Example 2: Use a merge algorithm to perform a DISTINCT operation.
obclient> EXPLAIN SELECT /*+NO_USE_HASH_AGGREGATION*/ DISTINCT c1 FROM t1;
Query Plan:
|=======================================
|ID|OPERATOR |NAME|EST. ROWS|COST|
---------------------------------------
|0 |MERGE DISTINCT| |3 |40 |
|1 | SORT | |3 |39 |
|2 | TABLE SCAN |t1 |3 |37 |
=======================================
Outputs & filters:
-------------------------------------
0 - output([t1.c1]), filter(nil),
distinct([t1.c1])
1 - output([t1.c1]), filter(nil), sort_keys([t1.c1, ASC])

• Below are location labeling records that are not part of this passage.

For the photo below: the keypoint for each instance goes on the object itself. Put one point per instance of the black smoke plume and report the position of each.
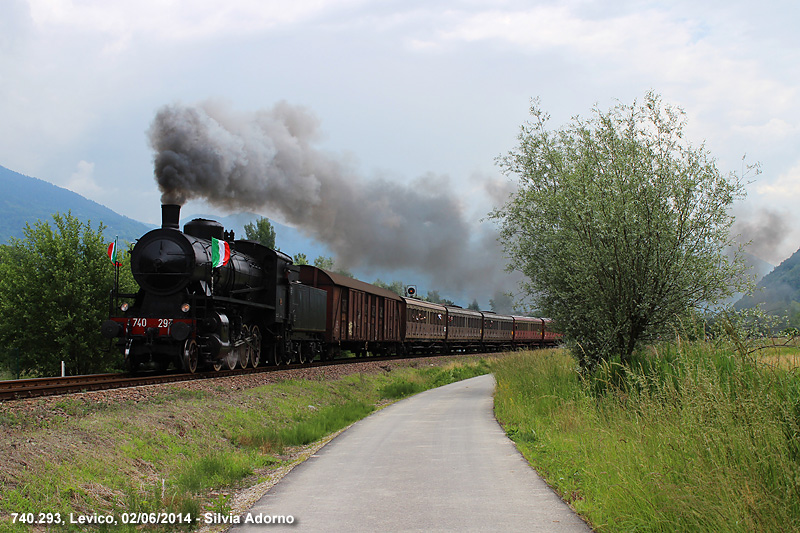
(267, 161)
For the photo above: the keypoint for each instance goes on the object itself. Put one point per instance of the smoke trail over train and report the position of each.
(268, 161)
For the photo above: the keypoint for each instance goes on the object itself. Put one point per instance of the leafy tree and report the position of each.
(619, 225)
(54, 294)
(262, 232)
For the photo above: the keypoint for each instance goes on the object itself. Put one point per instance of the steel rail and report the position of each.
(39, 387)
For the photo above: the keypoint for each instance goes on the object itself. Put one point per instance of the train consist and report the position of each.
(260, 308)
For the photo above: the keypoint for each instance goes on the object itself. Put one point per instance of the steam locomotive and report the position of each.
(261, 308)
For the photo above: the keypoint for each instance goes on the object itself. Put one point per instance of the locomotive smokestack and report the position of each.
(170, 216)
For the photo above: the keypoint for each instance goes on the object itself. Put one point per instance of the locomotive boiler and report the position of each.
(190, 314)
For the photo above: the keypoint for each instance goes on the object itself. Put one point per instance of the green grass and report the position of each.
(183, 451)
(688, 440)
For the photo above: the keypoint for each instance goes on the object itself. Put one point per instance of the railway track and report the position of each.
(38, 387)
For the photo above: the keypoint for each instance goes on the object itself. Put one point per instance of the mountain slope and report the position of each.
(778, 291)
(26, 200)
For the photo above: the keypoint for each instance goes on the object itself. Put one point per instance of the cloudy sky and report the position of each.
(415, 93)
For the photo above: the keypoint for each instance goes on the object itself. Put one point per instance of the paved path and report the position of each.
(437, 461)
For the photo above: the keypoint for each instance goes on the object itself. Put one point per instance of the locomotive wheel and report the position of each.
(244, 350)
(191, 354)
(286, 353)
(255, 346)
(302, 353)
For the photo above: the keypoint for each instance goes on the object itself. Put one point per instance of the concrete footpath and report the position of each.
(437, 461)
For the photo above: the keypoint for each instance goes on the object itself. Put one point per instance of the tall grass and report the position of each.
(689, 439)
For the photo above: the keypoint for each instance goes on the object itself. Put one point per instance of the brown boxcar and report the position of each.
(360, 317)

2 - output([t1.c1]), filter(nil),
access([t1.c1]), partitions(p0)
In the preceding example, Operator 0 MERGE DISTINCT performs the deduplication by using a merge algorithm. Because the MERGE DISTINCT operator only takes sorted input data, a SORT operator is required to sort the unsorted output data from Operator 2 before deduplication. The Outputs & filters section shows in detail the output information of the MERGE DISTINCT operator.
| Field | Description |
|---|---|
| output | The output columns of the operator. |
| filter | The filter predicates of the operator. In this example, filter is set to nil because no filter condition is configured for the MERGE DISTINCT operator. |
| distinct | The columns to be deduplicated. For example, t1.c1 in distinct([t1.c1]) specifies to deduplicate the c1 column of table t1 by using a merge algorithm. |